Simon Sinek’s solution to the problem’s facing millennials in the workplace (Sinek video)is a repeat of what got them there in the first place. While I concur with Sinek about the challenges employers face in dealing with this young workforce, his placing the onus of responsibility on companies is misplaced and apt to make matters worse.
Top 500 business owners and CEO’s I have spoken with all over the world agree that many of the young adults they are hiring lack some critical skills: ability to delay gratification, people skills, collaboration, self-reliance, self-motivation, and the ability to work hard with the long-term in mind. These millennials require a lot of external praise and guidance to keep them on task, and have a hard time coping with the normal ups and downs and failures of life. They also seem to want to choose their hours and garner the corner office without putting in the sweat equity to earn it.
Sinek states in his presentation that these young adults have been dealt a bad hand because their parents didn’t raise them in a way that allowed them to develop these vital life skills. Parents micromanaged, overindulged, and overprotected them as kids, causing them to look outward to adults like their bosses to fill that role. Despite all of that, I can’t look past the truth that we are talking about a lot of 25-35 year old adults, not 15-year-old kids. When will they step up and start taking responsibility for their own lives; when will they grow up?

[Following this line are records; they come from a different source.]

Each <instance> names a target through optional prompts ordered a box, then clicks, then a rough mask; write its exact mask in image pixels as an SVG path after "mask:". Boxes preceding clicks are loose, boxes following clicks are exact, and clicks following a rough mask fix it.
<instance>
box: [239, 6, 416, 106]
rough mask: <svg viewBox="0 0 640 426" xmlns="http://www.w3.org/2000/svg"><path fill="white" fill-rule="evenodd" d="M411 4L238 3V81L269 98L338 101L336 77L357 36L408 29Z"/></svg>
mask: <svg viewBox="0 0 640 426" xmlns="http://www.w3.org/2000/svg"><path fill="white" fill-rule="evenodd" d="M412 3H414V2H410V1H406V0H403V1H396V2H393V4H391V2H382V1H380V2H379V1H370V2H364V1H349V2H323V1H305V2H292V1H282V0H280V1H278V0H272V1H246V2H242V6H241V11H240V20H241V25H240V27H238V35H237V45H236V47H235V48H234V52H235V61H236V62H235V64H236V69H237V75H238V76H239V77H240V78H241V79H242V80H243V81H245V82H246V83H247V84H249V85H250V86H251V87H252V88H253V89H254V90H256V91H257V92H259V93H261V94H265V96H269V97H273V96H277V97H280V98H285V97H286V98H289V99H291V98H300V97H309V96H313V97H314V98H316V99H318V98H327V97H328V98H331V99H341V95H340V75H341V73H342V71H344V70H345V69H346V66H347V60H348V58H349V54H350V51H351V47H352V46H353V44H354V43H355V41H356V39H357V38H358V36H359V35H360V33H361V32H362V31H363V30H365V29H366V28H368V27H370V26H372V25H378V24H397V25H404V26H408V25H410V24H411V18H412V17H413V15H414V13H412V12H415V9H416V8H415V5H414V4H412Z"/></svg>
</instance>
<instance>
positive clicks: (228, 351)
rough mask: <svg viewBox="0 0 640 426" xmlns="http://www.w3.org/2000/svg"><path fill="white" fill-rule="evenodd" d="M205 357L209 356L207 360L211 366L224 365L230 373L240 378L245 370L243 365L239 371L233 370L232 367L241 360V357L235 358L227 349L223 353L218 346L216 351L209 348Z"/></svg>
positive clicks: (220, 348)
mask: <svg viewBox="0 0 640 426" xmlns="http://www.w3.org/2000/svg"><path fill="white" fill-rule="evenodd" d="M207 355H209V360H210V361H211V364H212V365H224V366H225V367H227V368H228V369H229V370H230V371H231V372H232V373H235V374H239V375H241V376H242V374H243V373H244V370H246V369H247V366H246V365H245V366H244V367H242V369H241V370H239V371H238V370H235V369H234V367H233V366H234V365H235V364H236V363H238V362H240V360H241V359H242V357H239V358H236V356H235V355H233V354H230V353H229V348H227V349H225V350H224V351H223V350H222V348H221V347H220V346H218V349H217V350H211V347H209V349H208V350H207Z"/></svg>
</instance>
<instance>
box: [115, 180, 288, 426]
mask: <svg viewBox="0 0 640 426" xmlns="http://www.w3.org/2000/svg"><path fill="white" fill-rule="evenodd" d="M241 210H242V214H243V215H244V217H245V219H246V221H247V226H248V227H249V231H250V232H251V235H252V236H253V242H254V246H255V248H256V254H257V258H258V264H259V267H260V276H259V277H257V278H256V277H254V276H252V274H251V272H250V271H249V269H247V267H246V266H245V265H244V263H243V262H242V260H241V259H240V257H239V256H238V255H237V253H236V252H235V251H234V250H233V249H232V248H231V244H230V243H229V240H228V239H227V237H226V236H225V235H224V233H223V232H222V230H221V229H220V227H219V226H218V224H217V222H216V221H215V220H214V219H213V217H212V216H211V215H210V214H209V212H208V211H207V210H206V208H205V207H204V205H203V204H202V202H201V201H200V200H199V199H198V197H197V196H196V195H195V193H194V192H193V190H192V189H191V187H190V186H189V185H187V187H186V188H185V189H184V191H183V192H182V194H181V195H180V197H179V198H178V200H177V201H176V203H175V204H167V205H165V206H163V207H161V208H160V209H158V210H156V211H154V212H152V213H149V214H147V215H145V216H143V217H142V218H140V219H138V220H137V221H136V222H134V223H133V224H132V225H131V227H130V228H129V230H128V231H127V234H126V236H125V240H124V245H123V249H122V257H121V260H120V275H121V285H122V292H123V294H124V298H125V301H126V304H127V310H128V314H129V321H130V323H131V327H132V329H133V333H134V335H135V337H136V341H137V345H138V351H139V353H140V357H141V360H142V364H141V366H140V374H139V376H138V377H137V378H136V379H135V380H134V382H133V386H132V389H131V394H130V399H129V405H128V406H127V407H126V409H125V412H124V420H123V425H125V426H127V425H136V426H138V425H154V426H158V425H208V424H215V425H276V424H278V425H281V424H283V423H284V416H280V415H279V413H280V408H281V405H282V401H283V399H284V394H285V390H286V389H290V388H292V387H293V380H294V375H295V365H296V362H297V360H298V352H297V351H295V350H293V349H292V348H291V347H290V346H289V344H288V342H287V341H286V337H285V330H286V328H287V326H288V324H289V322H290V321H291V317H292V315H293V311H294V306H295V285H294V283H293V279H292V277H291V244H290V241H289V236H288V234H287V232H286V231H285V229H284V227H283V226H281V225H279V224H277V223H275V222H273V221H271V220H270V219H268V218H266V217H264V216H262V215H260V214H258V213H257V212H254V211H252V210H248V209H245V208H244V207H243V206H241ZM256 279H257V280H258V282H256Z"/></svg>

Sinek says that companies need to work extra hard to help millennials build confidence, overcome challenges, find more balance, and overcome their need for instant gratification. Hasn’t that been the faulty script followed by their parents, i.e. doing things for them, rescuing them, and taking responsibility for their happiness? Qualities like grit and self-efficacy cannot be given to kids and adults, they have to be earned through having opportunities to meet challenges, overcome obstacles, and deal with mistakes and failures and disappointments. I don’t think people have to suffer in order to learn, but many times our best lessons come from periods of hardship and failure. The way for these young adults to learn how to find joy and fulfillment in their work is to get out of their way, stop micromanaging them, allow them to find their own motivation, and require them to work hard at their jobs. People who have that kind of autonomy do become more fulfilled because they own the results of their labor.
Millennials need to parent themselves, motivate themselves, encourage themselves, and push themselves. Businesses should create an environment where employees feel heard, valuable, and autonomous. When they come to their parents or boss frustrated or upset, the best response comes with a question right back to them, “So what will you do?” If a 30 year old can’t cut it in this kind of workspace, then maybe they need to experience the consequence of not working hard and long; losing your job might be the best thing that ever happened to them if it serves as a wakeup call.
Instead of blaming mommy and daddy and their boss, millennials need to point the finger inward and take charge of their life.